Mike Haberman | , , ,| By
Gerd Leonhard is a very interesting futurist. I had the good fortune to come across an article of his called 2017: Goodbye To the Age of Replication, Welcome Back to Originality: Productivity… Is for Robots. Leonhard says that the future of human work is doing stuff that robots cannot do, which to Leonhard, means creating things.
Creativity As a Saving Grace
“The richly ironic fact is that the truly human skills (such as artisan and craft abilities) that preceded the industrial revolution will now be the only ones that will guarantee fruitful employment in future,” says Leonhard. Simple productivity, even difficult production, will become the realm of robot work. He says humans will need to create things. Some of these creations may become works of productivity that can then be recreated by robots, but robots cannot create them first. These may be works of art, works of engineering, or works of science.

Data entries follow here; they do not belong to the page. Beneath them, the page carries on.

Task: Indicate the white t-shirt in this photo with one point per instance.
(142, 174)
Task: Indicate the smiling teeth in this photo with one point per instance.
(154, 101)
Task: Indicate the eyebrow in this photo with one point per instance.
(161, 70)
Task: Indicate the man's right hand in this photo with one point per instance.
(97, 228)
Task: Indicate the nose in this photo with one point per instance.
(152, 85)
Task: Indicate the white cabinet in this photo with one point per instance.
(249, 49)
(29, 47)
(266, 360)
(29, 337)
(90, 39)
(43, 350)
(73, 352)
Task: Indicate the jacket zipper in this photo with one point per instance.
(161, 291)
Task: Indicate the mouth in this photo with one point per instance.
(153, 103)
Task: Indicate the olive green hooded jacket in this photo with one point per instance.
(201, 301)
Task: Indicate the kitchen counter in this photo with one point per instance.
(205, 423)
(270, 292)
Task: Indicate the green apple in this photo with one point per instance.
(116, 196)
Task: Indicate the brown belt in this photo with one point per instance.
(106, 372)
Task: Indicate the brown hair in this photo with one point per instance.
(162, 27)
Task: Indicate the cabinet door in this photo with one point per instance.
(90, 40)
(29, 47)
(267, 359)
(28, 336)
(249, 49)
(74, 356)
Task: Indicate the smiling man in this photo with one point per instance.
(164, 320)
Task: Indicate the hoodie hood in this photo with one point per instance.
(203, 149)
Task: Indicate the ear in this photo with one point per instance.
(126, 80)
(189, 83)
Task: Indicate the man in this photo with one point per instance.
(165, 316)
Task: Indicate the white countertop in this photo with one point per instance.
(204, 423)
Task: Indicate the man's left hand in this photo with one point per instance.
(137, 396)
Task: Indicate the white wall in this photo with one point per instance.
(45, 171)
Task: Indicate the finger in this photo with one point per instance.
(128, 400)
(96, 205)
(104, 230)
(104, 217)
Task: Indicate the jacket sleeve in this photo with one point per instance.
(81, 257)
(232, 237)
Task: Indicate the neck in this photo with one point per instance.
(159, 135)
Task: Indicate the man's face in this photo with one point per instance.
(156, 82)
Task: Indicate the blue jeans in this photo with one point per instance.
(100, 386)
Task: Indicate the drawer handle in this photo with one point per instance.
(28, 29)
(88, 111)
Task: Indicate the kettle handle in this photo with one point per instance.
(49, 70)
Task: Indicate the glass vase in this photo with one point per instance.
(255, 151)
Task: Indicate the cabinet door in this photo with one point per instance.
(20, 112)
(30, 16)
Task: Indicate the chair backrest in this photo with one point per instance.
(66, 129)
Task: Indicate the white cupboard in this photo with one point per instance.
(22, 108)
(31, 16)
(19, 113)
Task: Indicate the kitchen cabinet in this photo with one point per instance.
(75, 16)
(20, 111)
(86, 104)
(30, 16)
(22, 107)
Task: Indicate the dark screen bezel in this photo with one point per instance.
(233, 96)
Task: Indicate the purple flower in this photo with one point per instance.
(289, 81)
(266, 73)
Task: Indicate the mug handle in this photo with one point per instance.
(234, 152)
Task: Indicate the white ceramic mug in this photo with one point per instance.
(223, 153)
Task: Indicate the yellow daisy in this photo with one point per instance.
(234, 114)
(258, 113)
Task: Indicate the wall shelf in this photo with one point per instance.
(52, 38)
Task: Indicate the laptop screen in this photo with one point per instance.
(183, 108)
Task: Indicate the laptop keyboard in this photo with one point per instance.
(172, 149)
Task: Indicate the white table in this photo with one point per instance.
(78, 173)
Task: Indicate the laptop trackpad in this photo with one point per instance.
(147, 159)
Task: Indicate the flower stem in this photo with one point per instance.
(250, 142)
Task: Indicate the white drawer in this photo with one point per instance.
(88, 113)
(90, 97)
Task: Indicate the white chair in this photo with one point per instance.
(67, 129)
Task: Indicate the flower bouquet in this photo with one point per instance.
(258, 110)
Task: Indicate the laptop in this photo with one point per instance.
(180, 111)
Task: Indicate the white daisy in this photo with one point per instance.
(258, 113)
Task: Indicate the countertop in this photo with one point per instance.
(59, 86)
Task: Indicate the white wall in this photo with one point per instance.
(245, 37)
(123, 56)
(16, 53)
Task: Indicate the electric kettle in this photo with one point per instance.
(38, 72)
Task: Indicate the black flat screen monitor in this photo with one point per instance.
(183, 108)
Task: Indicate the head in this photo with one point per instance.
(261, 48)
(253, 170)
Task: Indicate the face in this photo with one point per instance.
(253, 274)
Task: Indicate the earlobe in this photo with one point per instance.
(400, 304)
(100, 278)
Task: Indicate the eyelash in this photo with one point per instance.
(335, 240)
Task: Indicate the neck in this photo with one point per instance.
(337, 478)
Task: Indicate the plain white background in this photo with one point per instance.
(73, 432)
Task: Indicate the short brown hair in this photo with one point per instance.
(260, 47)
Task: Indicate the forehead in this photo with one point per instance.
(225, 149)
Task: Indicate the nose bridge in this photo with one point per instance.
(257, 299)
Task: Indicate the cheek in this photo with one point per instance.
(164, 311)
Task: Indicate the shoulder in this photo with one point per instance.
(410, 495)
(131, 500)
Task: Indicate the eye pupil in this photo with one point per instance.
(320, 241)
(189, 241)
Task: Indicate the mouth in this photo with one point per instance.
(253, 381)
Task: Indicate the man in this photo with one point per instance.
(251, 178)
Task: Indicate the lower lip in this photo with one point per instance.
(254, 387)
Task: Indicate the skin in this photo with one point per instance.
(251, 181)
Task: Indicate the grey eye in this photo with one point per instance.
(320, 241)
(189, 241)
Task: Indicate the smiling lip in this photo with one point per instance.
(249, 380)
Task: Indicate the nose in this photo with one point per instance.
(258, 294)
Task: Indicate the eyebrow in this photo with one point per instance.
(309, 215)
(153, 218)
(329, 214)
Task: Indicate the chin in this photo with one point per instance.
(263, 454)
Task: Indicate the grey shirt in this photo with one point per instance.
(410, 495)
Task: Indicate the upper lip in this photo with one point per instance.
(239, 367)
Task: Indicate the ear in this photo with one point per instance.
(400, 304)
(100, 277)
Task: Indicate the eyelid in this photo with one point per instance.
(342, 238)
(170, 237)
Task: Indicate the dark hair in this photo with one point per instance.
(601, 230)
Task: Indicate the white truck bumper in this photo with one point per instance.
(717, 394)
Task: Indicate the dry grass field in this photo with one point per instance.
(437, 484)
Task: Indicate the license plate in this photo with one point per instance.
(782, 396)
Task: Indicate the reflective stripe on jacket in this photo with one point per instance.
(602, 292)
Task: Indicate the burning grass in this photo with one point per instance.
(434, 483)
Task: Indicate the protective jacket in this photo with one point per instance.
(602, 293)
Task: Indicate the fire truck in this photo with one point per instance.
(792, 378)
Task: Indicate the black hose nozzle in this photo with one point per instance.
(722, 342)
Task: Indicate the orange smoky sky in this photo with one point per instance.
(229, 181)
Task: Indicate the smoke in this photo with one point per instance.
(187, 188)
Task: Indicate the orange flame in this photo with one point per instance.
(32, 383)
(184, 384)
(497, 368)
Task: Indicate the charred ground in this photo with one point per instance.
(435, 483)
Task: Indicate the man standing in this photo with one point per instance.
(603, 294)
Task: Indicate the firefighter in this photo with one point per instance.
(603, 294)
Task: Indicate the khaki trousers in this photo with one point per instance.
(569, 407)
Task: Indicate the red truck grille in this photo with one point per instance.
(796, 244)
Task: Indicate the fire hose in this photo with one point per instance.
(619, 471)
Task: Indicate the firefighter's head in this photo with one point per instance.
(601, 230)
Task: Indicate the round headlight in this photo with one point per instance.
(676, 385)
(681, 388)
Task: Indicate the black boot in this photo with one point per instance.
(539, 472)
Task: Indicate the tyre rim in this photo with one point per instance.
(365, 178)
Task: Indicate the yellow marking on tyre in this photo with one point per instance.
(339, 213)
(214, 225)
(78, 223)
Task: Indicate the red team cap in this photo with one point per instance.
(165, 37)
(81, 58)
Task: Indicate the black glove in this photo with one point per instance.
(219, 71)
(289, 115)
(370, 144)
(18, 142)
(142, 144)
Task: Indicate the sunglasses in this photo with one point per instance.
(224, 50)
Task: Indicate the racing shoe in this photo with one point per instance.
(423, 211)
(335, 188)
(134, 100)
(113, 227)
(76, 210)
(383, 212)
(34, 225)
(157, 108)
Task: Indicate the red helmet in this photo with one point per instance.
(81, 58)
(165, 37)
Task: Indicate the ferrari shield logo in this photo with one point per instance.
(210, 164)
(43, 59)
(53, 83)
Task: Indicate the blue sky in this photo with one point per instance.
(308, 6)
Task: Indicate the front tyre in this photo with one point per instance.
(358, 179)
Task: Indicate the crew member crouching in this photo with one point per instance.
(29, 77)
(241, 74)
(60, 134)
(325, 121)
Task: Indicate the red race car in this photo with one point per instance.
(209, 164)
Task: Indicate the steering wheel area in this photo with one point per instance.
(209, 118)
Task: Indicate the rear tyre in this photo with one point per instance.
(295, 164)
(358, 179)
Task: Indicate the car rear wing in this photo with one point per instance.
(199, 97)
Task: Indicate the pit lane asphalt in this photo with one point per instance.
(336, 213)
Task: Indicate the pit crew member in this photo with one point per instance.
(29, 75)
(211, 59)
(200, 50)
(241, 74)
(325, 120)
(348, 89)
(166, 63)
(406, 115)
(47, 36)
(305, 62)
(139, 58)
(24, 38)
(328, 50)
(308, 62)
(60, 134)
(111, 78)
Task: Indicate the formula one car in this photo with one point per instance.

Human beings will be reserved for untrodden paths where process and routine has never ventured. The model here is the entrepreneur and the artist – not the ‘professional’, the ‘expert’ or the ‘qualified’. Entrepreneurial crafts will replace today’s same old, same old jobs and roles, and we’ll see a tidal wave of professional extinction joining yesteryear’s telephonists, weavers, coopers and axe-head carvers.
Not Just Creativity
It is not just that ability to create things that will save human jobs. It is the ability to be human that will be important. It does not take a human to read law books looking for citations; it does not take a human to enter numbers into a spreadsheet any more than it takes a human to put a tire on a car. However, it does take a human to understand the emotion that accompanies loss or gain; joy or pain; success or failure. Emotion and empathy are human traits not yet possible to replicate by robots.
Darlene Damm wrote a piece called Future of Work: What Skills Will Help Us Keep Pace? in which she says that while technical skills are important, it is the “human” skills that are going to be most important in the future. She says these skills “are the changemaking skills of empathy, innovation, new teamwork and new leadership.” But while all of these skills are important, empathy is the most important. “In our increasingly interconnected world, one’s actions have a bigger impact on others and can create tremendous positive or negative outcomes in record time.”
Automation Will Create Work Yet Unimagined
Futurist Kevin Kelly, the author of The Inevitable, says that “Each successful bit of automation generates new occupations—occupations we would not have fantasized about without the prompting of automation.” Eventually most of these jobs will be taken over by automation, but then new jobs will be spawned by new automation.
This makes the future of work for humans somewhat rosier that what many authors and other prognosticators may lead us to believe. But what is important is that we teach our children the skill of being creative. It does them no good to get a STEM education if they are then stuck in a job that is routine, to then be replaced by a robot or some other form of automation.